General Practitioners: Standards

(asked on 2nd January 2026) - View Source

Question to the Department of Health and Social Care:

To ask the Secretary of State for Health and Social Care, what assessment he has made of the potential impact of access targets for general practice on continuity of care.


Answered by
Stephen Kinnock Portrait
Stephen Kinnock
Minister of State (Department of Health and Social Care)
This question was answered on 2nd February 2026

The Government values continuity in general practice (GP), but this isn't inconsistent with efforts to improve access, such as via the 24-hour access target where urgent treatment is required.

In the 2025/26 contract, one of the domains of the Capacity and Access Improvement Payment, worth £29.2 million, incentivises primary care networks to risk stratify their patients to support continuity of care, including patients with long-term or complex conditions. This allows GPs to deliver care to meet the specific needs of their patients


Over the past 16 months, the Government has invested an extra £1.1 billion into primary care, allowing for the recruitment of over 2,000 more GPs, and has halved the number of targets GPs are held to so that GPs can spend more time caring for patients. As a result, patient satisfaction with GPs has improved after a decade of decline, rising from 61% in July 2024 to 74% in July 2025, marking a 13-percentage-point increase over the last year.

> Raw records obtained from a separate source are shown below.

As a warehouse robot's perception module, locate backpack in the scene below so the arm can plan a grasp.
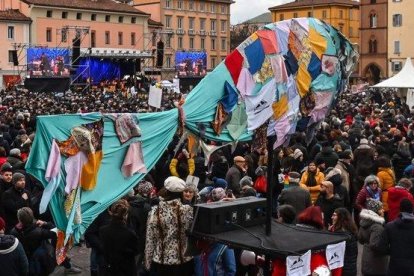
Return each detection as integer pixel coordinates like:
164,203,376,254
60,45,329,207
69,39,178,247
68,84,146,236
29,240,56,276
253,175,267,194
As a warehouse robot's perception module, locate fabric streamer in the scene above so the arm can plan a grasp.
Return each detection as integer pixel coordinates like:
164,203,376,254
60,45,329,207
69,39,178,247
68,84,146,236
26,18,358,248
39,140,62,214
121,142,147,177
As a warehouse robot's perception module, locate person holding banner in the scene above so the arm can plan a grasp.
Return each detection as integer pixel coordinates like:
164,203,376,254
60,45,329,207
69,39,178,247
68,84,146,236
329,208,358,276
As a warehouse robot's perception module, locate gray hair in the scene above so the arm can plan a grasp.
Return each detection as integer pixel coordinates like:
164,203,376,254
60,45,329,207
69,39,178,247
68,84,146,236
364,174,380,185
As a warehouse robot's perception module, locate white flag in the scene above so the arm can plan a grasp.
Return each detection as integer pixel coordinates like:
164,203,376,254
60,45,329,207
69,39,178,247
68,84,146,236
245,78,276,131
286,250,311,276
326,241,346,270
148,86,162,108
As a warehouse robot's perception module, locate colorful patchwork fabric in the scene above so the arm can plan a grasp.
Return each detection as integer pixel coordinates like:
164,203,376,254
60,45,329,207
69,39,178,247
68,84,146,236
224,49,244,85
220,81,239,113
227,103,247,141
211,103,229,135
115,113,141,144
308,53,322,81
56,136,80,157
252,122,268,152
65,151,88,194
245,79,276,130
244,39,265,74
256,29,279,55
269,55,288,83
80,150,103,191
284,50,299,75
237,68,256,98
296,65,312,97
272,94,289,120
321,55,339,76
253,57,274,85
309,27,327,59
121,142,147,178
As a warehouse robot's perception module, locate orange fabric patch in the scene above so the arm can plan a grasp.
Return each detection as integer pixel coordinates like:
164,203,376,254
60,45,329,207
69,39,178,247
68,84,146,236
80,150,103,191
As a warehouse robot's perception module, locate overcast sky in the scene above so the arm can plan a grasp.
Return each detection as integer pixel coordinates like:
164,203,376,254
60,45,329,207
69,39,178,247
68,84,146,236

Over ten million more GP appointments have been delivered in the 12 months to September 2025, compared to the same period last year, building capacity for continuity of care and improving access so that patients can be seen when they need to be in primary care.

We have always valued input from a range of stakeholders on the future of GPs and continue to engage with GPs broadly to ensure the targets are achievable, reflect the needs of the populations they serve, and understand any barriers to delivery of this target.